Kenosis es el abajamiento, el
empequeñecimiento, hasta hacerse nada; es la anulación de uno mismo, y esto es
algo que dicho tal cual horroriza a cualquiera que lo oye hoy en día. Está en
todas las religiones, pero no es la destrucción de uno mismo, sino de su yo
falso; del yo mediocre, egoísta y pequeño que vive pendiente de sus deseos sin
estar nunca contento, que sufre y se desespera por todo. Es este yo el que hay
que matar. A la anulación de uno mismo sigue el llenarse de Dios, y este es el
yo auténtico, el libre, el entero, el que afronta los problemas sin miedo, el que
se comparte con los demás. Este es un camino de años y quizá sin meta, como yo
lo recorro lentamente, callo y que hable Edith Stein:
“Existe un estado de quietud en Dios,
de relajación de toda actividad intelectual, en que no se hacen planes, no se
toman resoluciones, y no se actúa, sino que todo lo venidero se deja en manos
de la voluntad divina, abandonándose a la Providencia. Esta suerte me fue
deparada después de una experiencia, que sobrepasó mis fuerzas, que absorbió
toda mi energía vital y que me privó de toda actividad. La quietud en Dios es
algo totalmente nuevo y particular frente a la negación de la actividad por
falta de fuerza vital. En su lugar aparece el sentimiento de estar escondido,
de estar liberado de todo problema, preocupación u obligación.
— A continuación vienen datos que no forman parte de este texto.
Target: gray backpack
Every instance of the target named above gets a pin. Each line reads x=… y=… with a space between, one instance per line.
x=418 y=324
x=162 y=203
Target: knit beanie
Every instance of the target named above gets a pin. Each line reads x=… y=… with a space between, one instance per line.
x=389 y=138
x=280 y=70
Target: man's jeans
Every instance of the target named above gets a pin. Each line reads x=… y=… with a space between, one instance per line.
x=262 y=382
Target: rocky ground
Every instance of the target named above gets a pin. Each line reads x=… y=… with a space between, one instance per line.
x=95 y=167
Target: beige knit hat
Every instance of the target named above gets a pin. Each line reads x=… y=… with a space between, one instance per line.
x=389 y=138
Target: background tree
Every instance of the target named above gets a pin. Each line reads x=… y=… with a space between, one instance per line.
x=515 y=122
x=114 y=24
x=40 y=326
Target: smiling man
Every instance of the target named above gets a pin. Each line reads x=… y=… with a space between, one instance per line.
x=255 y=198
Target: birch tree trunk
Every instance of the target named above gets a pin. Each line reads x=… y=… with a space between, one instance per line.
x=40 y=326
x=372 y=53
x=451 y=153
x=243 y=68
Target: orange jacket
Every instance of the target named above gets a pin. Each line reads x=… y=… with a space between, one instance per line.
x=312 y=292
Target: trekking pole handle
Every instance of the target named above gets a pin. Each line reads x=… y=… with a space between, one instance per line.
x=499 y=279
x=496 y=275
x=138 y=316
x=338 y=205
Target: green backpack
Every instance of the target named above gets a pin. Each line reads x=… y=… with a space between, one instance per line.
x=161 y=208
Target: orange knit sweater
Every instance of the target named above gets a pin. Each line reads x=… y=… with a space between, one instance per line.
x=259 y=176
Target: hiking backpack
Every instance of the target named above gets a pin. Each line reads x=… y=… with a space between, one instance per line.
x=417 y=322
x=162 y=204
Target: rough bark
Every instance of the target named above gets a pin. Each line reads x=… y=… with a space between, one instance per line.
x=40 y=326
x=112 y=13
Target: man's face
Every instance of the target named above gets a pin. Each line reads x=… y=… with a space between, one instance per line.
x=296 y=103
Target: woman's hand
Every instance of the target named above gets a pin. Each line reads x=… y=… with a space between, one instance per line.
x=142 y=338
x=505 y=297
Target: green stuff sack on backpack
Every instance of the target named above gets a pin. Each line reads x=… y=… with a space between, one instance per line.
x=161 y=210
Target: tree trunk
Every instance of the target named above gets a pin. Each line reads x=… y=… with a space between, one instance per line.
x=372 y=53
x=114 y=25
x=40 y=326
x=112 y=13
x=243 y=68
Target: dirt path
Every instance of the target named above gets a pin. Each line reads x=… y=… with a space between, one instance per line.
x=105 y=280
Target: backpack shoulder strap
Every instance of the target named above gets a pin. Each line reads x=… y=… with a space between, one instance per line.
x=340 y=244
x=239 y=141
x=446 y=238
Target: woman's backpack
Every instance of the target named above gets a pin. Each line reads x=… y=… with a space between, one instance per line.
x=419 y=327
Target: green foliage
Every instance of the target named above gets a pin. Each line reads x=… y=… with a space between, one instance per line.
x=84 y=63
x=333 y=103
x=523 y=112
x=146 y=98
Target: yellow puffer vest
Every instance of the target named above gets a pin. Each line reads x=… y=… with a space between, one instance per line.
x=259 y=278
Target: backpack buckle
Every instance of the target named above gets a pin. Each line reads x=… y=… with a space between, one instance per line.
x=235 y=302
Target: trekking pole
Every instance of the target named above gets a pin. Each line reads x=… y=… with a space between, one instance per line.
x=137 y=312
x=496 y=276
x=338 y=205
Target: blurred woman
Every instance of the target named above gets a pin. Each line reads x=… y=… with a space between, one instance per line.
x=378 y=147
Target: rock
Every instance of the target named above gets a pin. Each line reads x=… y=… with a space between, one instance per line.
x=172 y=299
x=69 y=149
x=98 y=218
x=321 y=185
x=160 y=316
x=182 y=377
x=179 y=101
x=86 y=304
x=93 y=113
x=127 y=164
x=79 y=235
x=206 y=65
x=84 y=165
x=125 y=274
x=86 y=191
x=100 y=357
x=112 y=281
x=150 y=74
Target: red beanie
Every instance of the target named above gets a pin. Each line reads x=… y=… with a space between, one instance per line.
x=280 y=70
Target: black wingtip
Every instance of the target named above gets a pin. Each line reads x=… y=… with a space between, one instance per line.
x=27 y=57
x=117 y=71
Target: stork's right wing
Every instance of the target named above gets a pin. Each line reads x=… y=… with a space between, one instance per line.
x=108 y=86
Y, mientras más
me entrego a este sentimiento, me comienzo a llenar más y más de una vida
nueva, que me empuja a nuevas ocupaciones, sin que para ello actúe la voluntad.
Esta energía vital aparece como flujo de una actividad y una fuerza que no son
mías y que, sin ningún tipo de
exigencias por mi parte, trabaja en mí”.